Una cartolina del 7 maggio 1936 con l’intestazione Gabinetto Vieusseux inviata da Montale a Dear Carlino, offre l’opportunità a Verdino di una nota che implica lui e il destinatario. «La sirena dell’adunata m’era sfuggita, ma la Polacca si precipitò nel salotto rosa urlando: Signorine è stata presa Addis Abeba!, e tutti insieme guardammo attraverso le stecche il primo muoversi dei plotoni accorrenti…». Dell’esistenza di questa missiva – precisa Verdino – mi parlò lo stesso Bo durante una intervista che gli feci, pubblicata poi con il titolo Quando portai Montale per la prima volta al casino… Carlo Bo, ironizzando: «Al casino ci andavamo un po’ tutti noi giovani e lui non c’era mai stato, perché era timido… Montale si era innamorato di una austriaca…».. Storia pettegola che era girata, ripresa anche da Gaetano Afeltra in un articolo sul Corriere della Sera in cui si raccontava come la sera del 9 maggio 1936, allo scopo di evitare l’adunata in piazza della Signoria, organizzata dal regime e accolta con entusiasmo dai fiorentini, per ascoltare dagli altoparlanti il duce proclamante l’impero, Montale si era infrattato nel casino di madame Saffo che, pur nei grovigli sentimentali nei quali si sentiva costretto (con Irma Brandeis e con la Mosca) aveva preso assiduamente a frequentare, soprattutto per la bella austriaca che faceva parte delle signorine della prima quindicina di maggio e della quale si era innamorato.
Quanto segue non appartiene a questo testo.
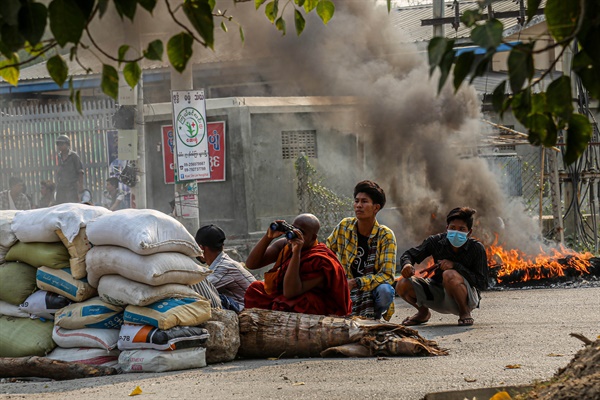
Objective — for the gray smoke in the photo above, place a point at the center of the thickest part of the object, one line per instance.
(421, 143)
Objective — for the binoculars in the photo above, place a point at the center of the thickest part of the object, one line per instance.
(284, 227)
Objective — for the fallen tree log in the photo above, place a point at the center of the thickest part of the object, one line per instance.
(266, 334)
(42, 367)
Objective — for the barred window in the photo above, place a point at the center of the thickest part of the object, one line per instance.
(295, 142)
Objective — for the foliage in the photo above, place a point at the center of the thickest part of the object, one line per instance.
(315, 198)
(573, 24)
(23, 26)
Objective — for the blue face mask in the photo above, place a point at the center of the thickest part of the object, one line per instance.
(457, 238)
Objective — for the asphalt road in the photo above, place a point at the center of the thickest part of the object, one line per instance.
(526, 329)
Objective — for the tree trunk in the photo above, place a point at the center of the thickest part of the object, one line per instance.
(43, 367)
(265, 334)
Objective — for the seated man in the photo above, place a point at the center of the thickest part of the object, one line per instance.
(307, 277)
(229, 277)
(460, 272)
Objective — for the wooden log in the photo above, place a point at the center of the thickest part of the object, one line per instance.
(42, 367)
(266, 334)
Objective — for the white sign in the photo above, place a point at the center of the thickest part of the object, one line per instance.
(191, 143)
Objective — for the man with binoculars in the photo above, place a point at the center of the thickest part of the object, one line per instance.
(307, 276)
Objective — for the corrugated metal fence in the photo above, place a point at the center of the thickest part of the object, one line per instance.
(27, 148)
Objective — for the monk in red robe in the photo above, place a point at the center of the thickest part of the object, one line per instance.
(307, 276)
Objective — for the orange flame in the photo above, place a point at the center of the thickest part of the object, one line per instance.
(515, 265)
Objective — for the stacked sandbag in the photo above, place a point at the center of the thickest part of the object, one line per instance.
(36, 279)
(142, 260)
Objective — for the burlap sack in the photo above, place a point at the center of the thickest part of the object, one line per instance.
(154, 269)
(143, 232)
(40, 225)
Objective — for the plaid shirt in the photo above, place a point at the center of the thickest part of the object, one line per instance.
(21, 202)
(344, 241)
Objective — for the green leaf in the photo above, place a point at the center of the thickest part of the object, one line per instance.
(32, 21)
(579, 134)
(280, 25)
(310, 5)
(242, 36)
(86, 7)
(66, 21)
(299, 22)
(154, 50)
(488, 35)
(470, 17)
(462, 67)
(561, 18)
(110, 81)
(58, 70)
(199, 14)
(9, 12)
(271, 10)
(10, 74)
(126, 8)
(132, 73)
(588, 71)
(148, 5)
(179, 50)
(532, 7)
(436, 49)
(325, 10)
(122, 52)
(559, 98)
(498, 97)
(520, 66)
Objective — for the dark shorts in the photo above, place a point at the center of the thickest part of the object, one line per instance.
(433, 295)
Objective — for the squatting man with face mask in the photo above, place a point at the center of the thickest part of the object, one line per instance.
(458, 275)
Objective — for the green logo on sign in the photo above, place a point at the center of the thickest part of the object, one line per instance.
(191, 127)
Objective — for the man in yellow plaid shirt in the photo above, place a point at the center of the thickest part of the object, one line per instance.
(367, 250)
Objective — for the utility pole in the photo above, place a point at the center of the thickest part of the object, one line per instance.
(185, 81)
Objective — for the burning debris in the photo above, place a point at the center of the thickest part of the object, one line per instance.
(510, 267)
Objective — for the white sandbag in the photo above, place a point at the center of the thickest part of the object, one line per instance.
(11, 310)
(43, 304)
(61, 281)
(162, 361)
(77, 249)
(7, 236)
(40, 225)
(168, 313)
(92, 313)
(120, 291)
(106, 339)
(154, 269)
(89, 356)
(143, 232)
(148, 337)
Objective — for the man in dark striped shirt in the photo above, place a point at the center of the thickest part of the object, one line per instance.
(455, 280)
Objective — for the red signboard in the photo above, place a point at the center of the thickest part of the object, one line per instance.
(216, 152)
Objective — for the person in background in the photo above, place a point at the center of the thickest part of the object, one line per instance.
(69, 175)
(229, 277)
(460, 272)
(367, 250)
(47, 189)
(307, 277)
(14, 198)
(113, 198)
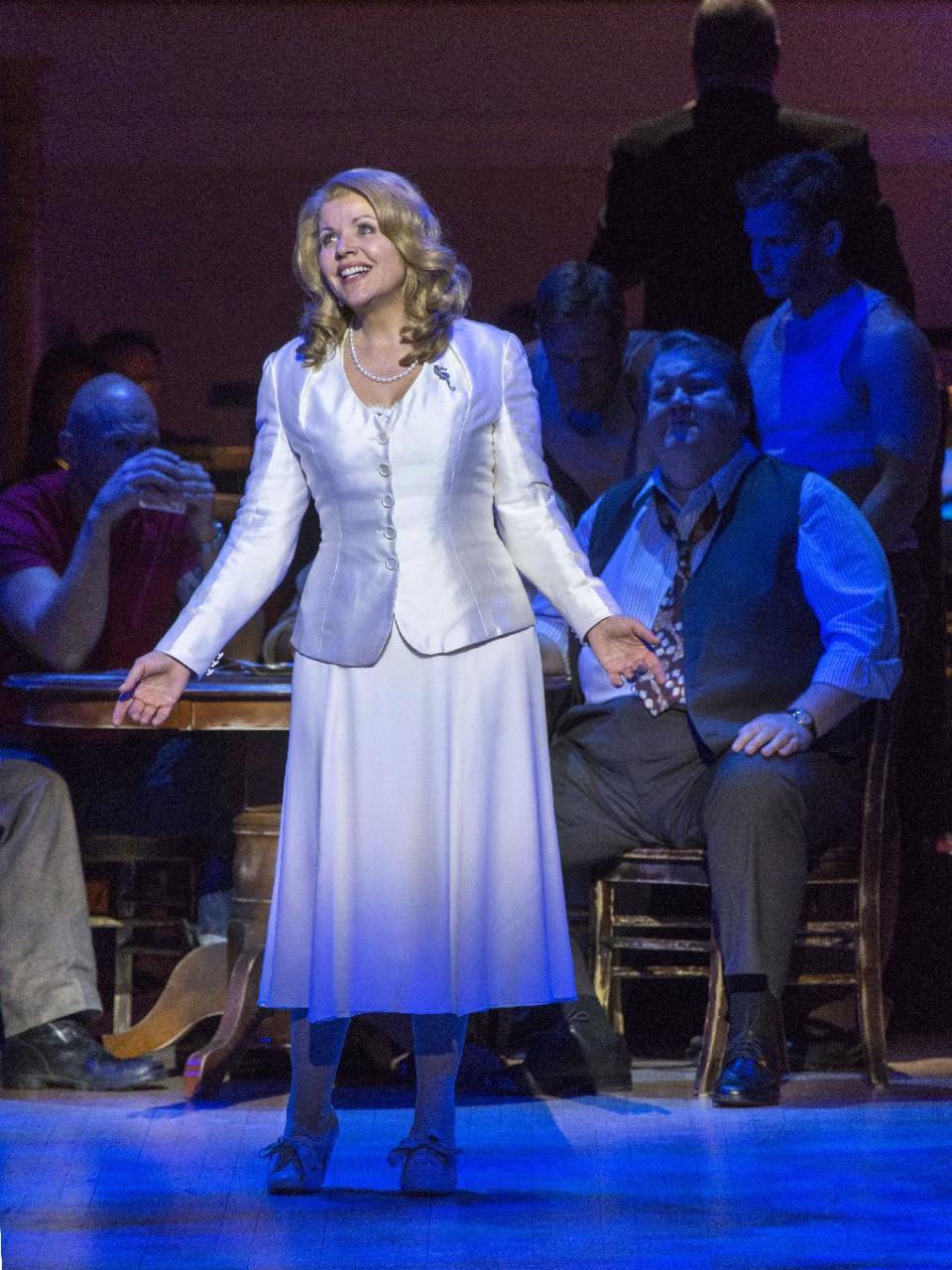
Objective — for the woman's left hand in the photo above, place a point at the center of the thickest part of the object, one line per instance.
(621, 644)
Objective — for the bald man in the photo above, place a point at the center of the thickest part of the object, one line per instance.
(94, 564)
(98, 558)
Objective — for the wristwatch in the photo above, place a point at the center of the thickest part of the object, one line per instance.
(803, 717)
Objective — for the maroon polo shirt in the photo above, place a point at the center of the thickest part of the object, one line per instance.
(149, 554)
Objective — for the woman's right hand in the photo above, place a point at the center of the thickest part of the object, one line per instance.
(150, 690)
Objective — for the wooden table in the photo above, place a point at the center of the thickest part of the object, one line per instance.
(212, 979)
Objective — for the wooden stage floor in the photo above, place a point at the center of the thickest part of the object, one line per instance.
(838, 1178)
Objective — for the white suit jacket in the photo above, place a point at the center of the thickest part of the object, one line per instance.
(424, 522)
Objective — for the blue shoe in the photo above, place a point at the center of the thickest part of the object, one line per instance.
(299, 1161)
(429, 1166)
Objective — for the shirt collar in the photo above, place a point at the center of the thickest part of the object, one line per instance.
(722, 483)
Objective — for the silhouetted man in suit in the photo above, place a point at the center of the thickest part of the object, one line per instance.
(671, 218)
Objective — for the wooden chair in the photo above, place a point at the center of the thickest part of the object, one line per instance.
(151, 890)
(841, 925)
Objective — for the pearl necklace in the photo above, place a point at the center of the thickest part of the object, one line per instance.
(370, 375)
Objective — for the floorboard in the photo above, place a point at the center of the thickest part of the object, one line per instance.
(838, 1178)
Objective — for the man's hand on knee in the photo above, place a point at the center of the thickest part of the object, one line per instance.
(774, 734)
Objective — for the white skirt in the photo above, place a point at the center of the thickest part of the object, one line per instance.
(417, 865)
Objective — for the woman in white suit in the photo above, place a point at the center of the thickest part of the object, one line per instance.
(417, 866)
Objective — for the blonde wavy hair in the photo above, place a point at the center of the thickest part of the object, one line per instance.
(436, 285)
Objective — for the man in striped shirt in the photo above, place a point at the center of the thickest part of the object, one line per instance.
(774, 603)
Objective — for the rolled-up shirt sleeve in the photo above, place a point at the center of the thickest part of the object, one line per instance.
(847, 583)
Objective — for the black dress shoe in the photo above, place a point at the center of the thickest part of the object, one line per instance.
(62, 1055)
(753, 1062)
(583, 1055)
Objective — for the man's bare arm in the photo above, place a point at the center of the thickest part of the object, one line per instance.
(896, 375)
(59, 617)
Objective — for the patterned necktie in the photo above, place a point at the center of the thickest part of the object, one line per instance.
(666, 625)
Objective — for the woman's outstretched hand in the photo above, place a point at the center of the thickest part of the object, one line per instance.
(150, 690)
(621, 644)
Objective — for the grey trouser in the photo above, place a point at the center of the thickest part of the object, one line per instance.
(621, 775)
(48, 969)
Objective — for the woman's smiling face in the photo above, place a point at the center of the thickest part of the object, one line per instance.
(358, 262)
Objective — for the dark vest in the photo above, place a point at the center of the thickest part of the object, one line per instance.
(752, 640)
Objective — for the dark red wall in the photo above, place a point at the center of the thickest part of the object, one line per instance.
(181, 137)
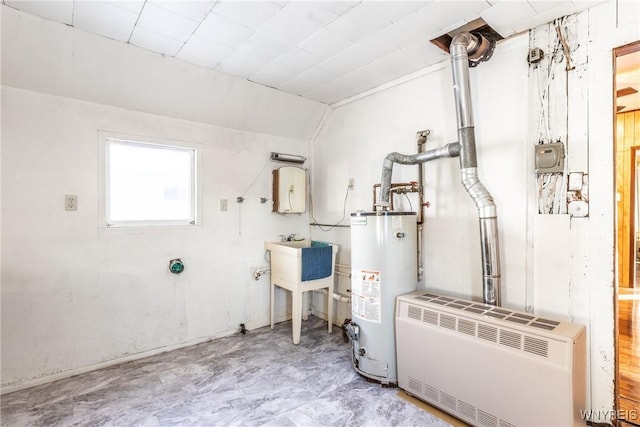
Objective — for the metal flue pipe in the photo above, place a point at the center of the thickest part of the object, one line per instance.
(465, 49)
(462, 47)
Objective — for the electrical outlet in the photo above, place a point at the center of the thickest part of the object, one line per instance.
(70, 202)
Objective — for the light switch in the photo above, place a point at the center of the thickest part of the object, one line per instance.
(575, 181)
(70, 202)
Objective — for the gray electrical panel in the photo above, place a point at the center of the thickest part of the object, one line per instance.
(549, 158)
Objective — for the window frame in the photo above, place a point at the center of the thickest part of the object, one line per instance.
(105, 139)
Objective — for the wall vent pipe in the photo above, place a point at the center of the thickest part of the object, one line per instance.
(466, 50)
(469, 49)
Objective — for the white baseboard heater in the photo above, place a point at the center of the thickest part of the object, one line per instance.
(490, 366)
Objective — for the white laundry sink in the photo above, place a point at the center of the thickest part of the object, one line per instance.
(298, 273)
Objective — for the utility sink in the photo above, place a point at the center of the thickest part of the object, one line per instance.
(300, 266)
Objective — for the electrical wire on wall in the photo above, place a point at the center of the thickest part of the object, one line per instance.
(551, 187)
(337, 224)
(240, 199)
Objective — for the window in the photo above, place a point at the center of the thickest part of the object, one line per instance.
(149, 184)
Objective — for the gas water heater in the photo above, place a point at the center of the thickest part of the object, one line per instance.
(383, 266)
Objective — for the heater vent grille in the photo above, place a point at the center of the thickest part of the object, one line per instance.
(491, 311)
(488, 333)
(430, 316)
(414, 312)
(448, 322)
(415, 384)
(431, 392)
(462, 409)
(483, 349)
(502, 336)
(485, 419)
(510, 339)
(448, 401)
(536, 346)
(467, 410)
(467, 327)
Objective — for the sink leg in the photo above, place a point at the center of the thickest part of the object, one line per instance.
(273, 287)
(330, 307)
(296, 315)
(305, 306)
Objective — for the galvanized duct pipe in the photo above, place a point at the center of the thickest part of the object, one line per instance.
(462, 47)
(465, 49)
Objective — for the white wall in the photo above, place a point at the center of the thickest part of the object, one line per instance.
(53, 58)
(76, 296)
(550, 264)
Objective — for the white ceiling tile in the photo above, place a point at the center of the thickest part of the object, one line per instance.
(59, 11)
(400, 63)
(155, 42)
(134, 6)
(333, 91)
(297, 21)
(270, 76)
(370, 17)
(448, 15)
(165, 23)
(236, 67)
(250, 14)
(357, 56)
(296, 61)
(255, 54)
(541, 6)
(324, 43)
(628, 12)
(105, 19)
(409, 29)
(307, 81)
(192, 9)
(504, 16)
(201, 51)
(219, 29)
(539, 19)
(339, 7)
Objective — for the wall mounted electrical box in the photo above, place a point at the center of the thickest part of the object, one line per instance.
(289, 190)
(549, 158)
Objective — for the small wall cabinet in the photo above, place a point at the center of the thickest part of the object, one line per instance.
(289, 190)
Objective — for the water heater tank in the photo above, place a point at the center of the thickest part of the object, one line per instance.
(383, 263)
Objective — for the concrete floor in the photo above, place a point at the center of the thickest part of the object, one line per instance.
(257, 379)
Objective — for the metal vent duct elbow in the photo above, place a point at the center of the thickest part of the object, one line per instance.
(466, 50)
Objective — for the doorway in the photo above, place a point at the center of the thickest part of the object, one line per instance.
(627, 177)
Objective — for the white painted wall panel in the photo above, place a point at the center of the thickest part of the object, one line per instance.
(75, 295)
(53, 58)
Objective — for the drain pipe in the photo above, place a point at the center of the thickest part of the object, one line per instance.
(468, 49)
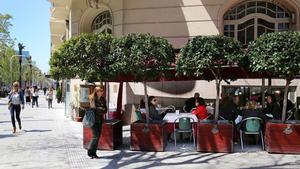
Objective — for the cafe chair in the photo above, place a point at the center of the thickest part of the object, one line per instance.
(184, 109)
(171, 108)
(139, 116)
(251, 126)
(193, 109)
(185, 125)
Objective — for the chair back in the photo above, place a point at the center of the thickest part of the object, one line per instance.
(253, 124)
(184, 123)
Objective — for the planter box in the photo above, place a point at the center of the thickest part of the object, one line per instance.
(111, 135)
(282, 137)
(153, 140)
(211, 140)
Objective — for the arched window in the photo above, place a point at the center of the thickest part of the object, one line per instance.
(102, 23)
(250, 19)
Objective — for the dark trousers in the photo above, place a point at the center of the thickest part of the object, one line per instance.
(15, 110)
(49, 103)
(96, 131)
(35, 101)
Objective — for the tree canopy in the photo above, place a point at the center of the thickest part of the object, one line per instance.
(212, 53)
(85, 56)
(276, 52)
(142, 55)
(208, 52)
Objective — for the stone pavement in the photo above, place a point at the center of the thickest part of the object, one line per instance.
(49, 140)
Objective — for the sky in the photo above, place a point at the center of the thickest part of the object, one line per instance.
(31, 27)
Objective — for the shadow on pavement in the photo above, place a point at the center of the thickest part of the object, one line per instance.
(33, 131)
(6, 135)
E mentre Montale si intratteneva con la fanciulla la voce di Mussolini gli arrivava attraverso le persiane della casa chiusa. Non dovette resistere troppo al richiamo del roboante duce. Uscì dalla maison e si avviò verso piazza della Signoria già stracolma, incolonnandosi nelle rappresentanti del sindacato delle ostetriche.

Nel garbuglio in cui Montale si trovava a Firenze riuscì anche a occuparsi di questioni pratiche. Data l’incombenza politica dei tempi doveva aver pensato di sistemare la propria situazione professionale: creare un rapporto più burocratico con i giornali su cui scriveva facendo domanda di iscrizione all’Albo dei Pubblicisti. Si rivolse allora a Giovanni Ansaldo per ottenere la documentazione sulla sua «antica» collaborazione a Il Lavoro di Genova. «Lei mi aveva gentilmente promesso il documento di cui ho bisogno: cioè un foglietto nel quale si dichiara che il sig. E. M. è collaboratore compensato del “Lavoro”. Ma per quanto le abbia scritto un paio di volte nulla ho avuto e ottenuto. È dunque possibile o no averlo? Comincio a temere che neanche sette anni di assenza abbiano saziato i miei concittadini, pronti, oggi come ieri, a credermi un perfetto coglione».